Kakek Jang menonton acara Ah Reum bersama ayahnya yang sudah sangat tua dan pikun. Ayah Kakek Jang tentu tak bisa mengingat siapa Ah Reum, tapi ia ingat kalau tadi siang makan sup pangsit, juga ingat dengan kakek Jang. Ia mungkin pikun, tapi ia tak akan lupa anak sendiri. Tapi parahnya, saat ditanya siapa dirinya, ayah Kakek Jang malah kebingungan, “Aku? Siapa aku?” Hahaha.


Ayah Ah Reum seorang supir taksi, dan ibunya bekerja di laundry. Mereka bekerja keras tapi tak cukup untuk menutupi biaya pengobatannya. Mi Ra bercerita saat ia di UGD, ia ditelpon ibunya karena ayahnya dalam kondisi kritis, tapi Mi Ra tak bergegas menemui ayahnya. Ia malah berpikiran ayahnya sudah hidup lama, tak bisakah beliau lebih dulu meninggal daripada Ah Reum? Mi Ra tertawa miris, ia benar-benar anak yang durhaka dan itu menyadarkannya, betapa menakutkannya menjadi orangtua.


Saat ditanya mimpinya, Ah Reum berkata ingin membuat orangtuanya tertawa, tumbuh dengan sehat dan membawa kebahagiaan. Tapi ia tak bisa melakukan semua itu. Jika ayah punya anak yang sehat, mereka bisa pergi kemping bersama atau bermain baseball. Jadi Ah Reum pikir cukup dengan membuat orangtuanya tertawa.

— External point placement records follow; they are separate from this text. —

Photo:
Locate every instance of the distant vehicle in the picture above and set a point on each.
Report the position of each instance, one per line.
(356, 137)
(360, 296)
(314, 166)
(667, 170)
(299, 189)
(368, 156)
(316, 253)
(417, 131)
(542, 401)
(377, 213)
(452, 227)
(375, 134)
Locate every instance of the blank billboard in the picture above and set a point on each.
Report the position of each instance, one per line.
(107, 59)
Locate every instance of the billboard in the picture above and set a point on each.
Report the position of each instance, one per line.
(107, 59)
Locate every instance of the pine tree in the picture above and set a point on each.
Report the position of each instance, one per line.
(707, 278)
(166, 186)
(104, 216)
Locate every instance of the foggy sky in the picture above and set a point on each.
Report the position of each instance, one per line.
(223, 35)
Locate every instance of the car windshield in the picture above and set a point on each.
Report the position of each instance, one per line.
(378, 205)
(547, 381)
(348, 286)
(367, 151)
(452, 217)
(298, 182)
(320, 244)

Acara selesai, tapi kata-kata Ah Reum malah membuat orangtuanya sedih. Untuk menutupinya Mi Ra pergi mengangkat telpon kakaknya, dan Dae Soo membukakan pintu untuk Kakek Jang yang kesal karena wawancaranya dipotong. Dae Soo ikut mengeluh, ia ayahnya malah lebih sedikit mucul dibanding dokternya.


Produser acara itu rupanya teman sekelas Mi Ra, Seung Chan. Acara itu mendapat rating besar dan masuk salah satu dari tiga acara terbaik. Mereka mendapatkan bantuan banyak karena acara itu.

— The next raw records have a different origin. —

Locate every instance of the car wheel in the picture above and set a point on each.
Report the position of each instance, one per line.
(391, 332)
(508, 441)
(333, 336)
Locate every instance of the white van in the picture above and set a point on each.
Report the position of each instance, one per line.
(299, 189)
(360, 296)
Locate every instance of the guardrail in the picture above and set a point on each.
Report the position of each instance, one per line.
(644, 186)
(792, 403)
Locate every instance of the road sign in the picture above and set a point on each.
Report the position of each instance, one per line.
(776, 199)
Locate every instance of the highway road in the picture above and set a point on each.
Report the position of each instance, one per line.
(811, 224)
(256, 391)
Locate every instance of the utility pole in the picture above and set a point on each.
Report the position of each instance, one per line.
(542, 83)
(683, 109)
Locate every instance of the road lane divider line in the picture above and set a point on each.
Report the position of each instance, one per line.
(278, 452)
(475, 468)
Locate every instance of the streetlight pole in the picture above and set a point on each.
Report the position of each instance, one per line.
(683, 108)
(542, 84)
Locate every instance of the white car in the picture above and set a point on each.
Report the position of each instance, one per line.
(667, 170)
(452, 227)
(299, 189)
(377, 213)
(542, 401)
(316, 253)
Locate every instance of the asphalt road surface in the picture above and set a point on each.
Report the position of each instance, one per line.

Dae Soo buru-buru pergi kerja karena terlambat bangun, tapi Ah Reum sudah menunggunya di depan pagar.. ingin ikut. Tadinya Dae Soo enggan karena ibu Ah Reum pasti akan marah, tapi Ah Reum hanya menunjukkan jam di ponselnya tanpa kata. Sadar sudah semakin terlambat, Dae Soo riang menarik anaknya pergi.


Karena Ah Reum ikut bersamanya, setiap akan mengangkut penumpang Dae Soo menjelaskan kalau anaknya ikut bersamanya, apa tidak apa-apa? Tapi semua mengenali Ah Reum. Ada yang ketakutan dan tak jadi naik, ada yang malah mengajak Ah Reum foto bersama.

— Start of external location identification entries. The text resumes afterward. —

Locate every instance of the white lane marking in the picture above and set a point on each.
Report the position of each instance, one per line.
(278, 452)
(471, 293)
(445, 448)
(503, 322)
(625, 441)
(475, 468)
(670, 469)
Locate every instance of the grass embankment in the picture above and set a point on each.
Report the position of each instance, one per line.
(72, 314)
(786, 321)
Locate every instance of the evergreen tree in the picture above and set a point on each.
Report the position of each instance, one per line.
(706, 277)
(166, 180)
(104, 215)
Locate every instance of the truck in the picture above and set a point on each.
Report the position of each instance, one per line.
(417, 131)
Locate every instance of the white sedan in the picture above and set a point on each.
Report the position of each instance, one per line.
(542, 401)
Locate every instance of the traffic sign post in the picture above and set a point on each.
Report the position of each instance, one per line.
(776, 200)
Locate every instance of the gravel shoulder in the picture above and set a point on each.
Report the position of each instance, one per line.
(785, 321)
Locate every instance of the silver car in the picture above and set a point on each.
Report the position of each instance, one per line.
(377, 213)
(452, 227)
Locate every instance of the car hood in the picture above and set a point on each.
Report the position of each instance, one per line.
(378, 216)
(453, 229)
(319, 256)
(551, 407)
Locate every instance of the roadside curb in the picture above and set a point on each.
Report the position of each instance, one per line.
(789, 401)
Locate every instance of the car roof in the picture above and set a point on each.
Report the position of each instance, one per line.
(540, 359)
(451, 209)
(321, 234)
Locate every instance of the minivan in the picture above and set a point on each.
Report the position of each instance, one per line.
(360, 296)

Saat tak ada penumpang Ah Reum bertanya apa ayahnya masuk sekolah atlet untuk menjadi atlet taekwondo? Dae Soo menggeleng, yang ia suka dari taekwondo hanyalah seragamnya. Ah Reum bingung, apa bisa melakukan sesuatu padahal membencinya? Tentu saja, jawab Dae Soo, temannya yang ahli matematika bahkan tak pernah menikmati matematika. Dae Soo berpesan, meski Ah Reum tampak lebih tua, ia tak boleh meremehkan ayahnya. Mantan atlet sepertinya sangat sensitif terhadap itu. Ah Reum hanya tertawa mengiyakan.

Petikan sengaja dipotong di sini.